6. Risks, Ethics, and the Distribution of Wealth
- Political & Technical Risks:
- Warner warns against both “malicious use by bad actors” and the “concentration of power” through unchecked AI adoption.
- The solution is “safe, widespread adoption” with “technical safeguards” and broad access.
- Sharing the Benefits:
- Peston raises the risk that “99.99% of the profits don't all go to Elon Musk” or other megacorporate entities.
- Warner agrees: “If you get the path right...there's brilliant futures available. But it can be quite bumpy and quite path dependent on getting there, and there's no guarantees.”
— Mark Warner [44:48]
7. Building a UK Tech Powerhouse & Policy Recommendations
- Loss of British Ownership:
- Warner admits there's regret in selling to a foreign company:
- “If...we'd had really ambitious British capital...we would have taken that and this wouldn’t have happened...There are arguments this could easily end up being better for the UK because...we have this now global reach...still going to be London based.”
— Mark Warner [46:32]
- What Should Government Do?
- Make the UK a magnet for ambitious founders through visas and tax breaks, despite the political challenge of giving tax incentives to “extremely tiny companies” that might later become huge.
- “We desperately needed some growth in our economy. We cannot flatline. And that was the necessary trade off to make.”
— Mark Warner [50:03]
Notable Quotes & Memorable Moments
- “That's mad.”
— Mark Warner [36:23], on schools banning AI - “Clinically insane.”
— Robert Peston [36:24], agreeing with above - “We should have on the TV every day a weather forecast, a pollen forecast, and an infectious disease forecast.”
— Mark Warner [20:37], on public health data - “It's about the experience...You know, Magnus Carlsen [chess] already knows what it's like to have a job in a world where super-intelligent systems dominate him at chess...we still do maths...as an artistic pursuit.”
— Mark Warner [41:30], on the value of human experience over efficiency - “All the artistic skills that they don’t prize so much are actually then going to become the much more like competitively valuable skill set.”
— Mark Warner [45:32], on the future job landscape - “I wish we could recapture that level of clarity, particularly in government work more regularly.”
— Mark Warner [18:09], on government responsiveness in crisis
Key Timestamps
- [01:53] – Warner explains Faculty’s founding and vision
- [05:11] – The ethical choice: applying rather than inventing AI
- [14:02] – Faculty’s NHS COVID work and its impact
- [20:37] – Vision for real-time public health data
- [22:51] – Rationale for selling Faculty to Accenture
- [26:15] – Human-led AI and the importance of human judgment
- [30:15] – AI and job displacement view
- [36:23] – On banning AI in school: “That’s mad.”
- [37:23] – The coming “industrial revolution” in software
- [41:30] – Why some skills and experiences remain uniquely human
- [46:32] – Reflections on British tech ownership and scaling
- [50:03] – Policy: making the UK a magnet for talent and capital
Tone and Style
The conversation is fast-paced, candid, and laced with humor, with the hosts challenging and riffing off Warner’s sometimes bleak but mostly pragmatic optimism about AI, education, and the economy. Warner is thoughtful, at times self-deprecating, always focused on big-picture societal impacts alongside the technical details of AI.
Summary Takeaways
- AI is rapidly transforming every area of business and education. Banning it in schools or resisting its workplace adoption is counterproductive and risks leaving entire generations unprepared.
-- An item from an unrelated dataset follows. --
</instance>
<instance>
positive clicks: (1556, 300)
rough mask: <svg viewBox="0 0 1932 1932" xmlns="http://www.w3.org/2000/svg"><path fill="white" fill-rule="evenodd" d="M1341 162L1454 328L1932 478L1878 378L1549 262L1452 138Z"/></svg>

- While job displacement is inevitable, “human” skills — creativity, judgment, empathy — will become even more prized.
- The UK risks losing its brightest technology companies without bold government action to attract founders and capital.
- Policy, ethics, and education must adapt quickly and thoughtfully if societies are to enjoy widespread benefits and avoid dangerous concentrations of power.
- AI can make us more human, not less, if its adoption is guided by values and distributed opportunity.